Parallèlement à ces efforts politiques, le document met en exergue l’activité opérationnelle de la MINURSO, notamment à travers la visite effectuée les 5 et 6 février par la conseillère militaire par intérim de l’ONU, Cheryl Pearce, au siège de la mission à Laâyoune, où elle a tenu des réunions avec les responsables militaires de la mission et effectué des déplacements sur plusieurs sites, dont Smara et Bir Lahlou.

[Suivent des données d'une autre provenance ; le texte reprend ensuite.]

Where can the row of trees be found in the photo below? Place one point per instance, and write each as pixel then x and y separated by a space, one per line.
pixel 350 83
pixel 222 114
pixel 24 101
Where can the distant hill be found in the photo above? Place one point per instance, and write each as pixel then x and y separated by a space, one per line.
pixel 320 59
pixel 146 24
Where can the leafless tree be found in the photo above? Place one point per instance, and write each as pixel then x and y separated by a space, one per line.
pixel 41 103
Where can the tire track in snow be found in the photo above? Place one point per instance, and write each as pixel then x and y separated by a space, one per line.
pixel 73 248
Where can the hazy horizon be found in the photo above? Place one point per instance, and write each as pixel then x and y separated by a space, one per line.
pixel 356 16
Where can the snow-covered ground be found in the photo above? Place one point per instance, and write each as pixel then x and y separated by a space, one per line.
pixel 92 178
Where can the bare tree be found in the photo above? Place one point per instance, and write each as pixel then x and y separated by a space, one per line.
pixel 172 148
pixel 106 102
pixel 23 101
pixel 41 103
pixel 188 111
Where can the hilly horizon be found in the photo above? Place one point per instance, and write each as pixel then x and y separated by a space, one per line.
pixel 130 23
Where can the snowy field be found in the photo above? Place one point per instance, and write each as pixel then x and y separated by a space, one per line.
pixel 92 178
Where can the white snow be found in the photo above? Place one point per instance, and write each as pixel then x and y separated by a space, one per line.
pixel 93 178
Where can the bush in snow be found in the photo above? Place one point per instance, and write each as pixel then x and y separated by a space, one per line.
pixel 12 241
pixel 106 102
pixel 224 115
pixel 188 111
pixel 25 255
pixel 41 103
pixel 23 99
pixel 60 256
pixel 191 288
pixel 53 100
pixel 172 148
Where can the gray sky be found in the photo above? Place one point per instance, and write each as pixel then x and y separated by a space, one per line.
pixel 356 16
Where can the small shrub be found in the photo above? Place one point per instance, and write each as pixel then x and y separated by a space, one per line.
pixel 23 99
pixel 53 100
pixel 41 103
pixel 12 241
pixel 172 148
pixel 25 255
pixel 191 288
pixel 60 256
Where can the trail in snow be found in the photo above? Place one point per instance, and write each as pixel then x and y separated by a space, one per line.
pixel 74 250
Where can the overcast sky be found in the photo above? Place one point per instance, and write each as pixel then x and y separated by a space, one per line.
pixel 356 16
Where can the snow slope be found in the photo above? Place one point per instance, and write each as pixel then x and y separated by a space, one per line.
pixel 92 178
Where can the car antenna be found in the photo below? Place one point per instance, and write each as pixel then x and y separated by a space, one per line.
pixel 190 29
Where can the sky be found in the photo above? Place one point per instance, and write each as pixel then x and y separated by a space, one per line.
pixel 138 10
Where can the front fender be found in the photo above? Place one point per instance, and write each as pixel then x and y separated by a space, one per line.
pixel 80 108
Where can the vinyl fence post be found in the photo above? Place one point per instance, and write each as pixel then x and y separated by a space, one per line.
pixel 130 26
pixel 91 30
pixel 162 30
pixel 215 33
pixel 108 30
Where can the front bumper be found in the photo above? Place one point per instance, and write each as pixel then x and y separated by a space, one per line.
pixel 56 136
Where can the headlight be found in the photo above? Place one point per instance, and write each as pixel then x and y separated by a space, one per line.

Le Conseil de sécurité dans l’attente
Au-delà de ces développements récents, le rapport souligne que le Conseil de sécurité est appelé à examiner l’évaluation stratégique du Secrétaire général attendu en avril, qui devra orienter les futures décisions concernant le mandat de la mission, « dans un contexte marqué par des contraintes financières et des exigences accrues en matière d’efficacité opérationnelle ».
Sur le plan des équilibres diplomatiques, le rapport met en évidence des positions différenciées au sein du Conseil, avec un soutien affirmé des États-Unis à la souveraineté du Maroc depuis 2020, ainsi qu’un appui de la France qui considère le plan d’autonomie comme « la seule base » de règlement, tandis que le Royaume-Uni le qualifie de « base la plus crédible, viable et pragmatique ».
D’autres États membres, tels que le Danemark ou la Grèce, reconnaissent également la pertinence de cette initiative, alors que plusieurs pays, dont le Bahreïn, la République démocratique du Congo et le Libéria, soutiennent explicitement la souveraineté marocaine et ont ouvert des représentations consulaires dans les provinces du Sud, affirme le rapport.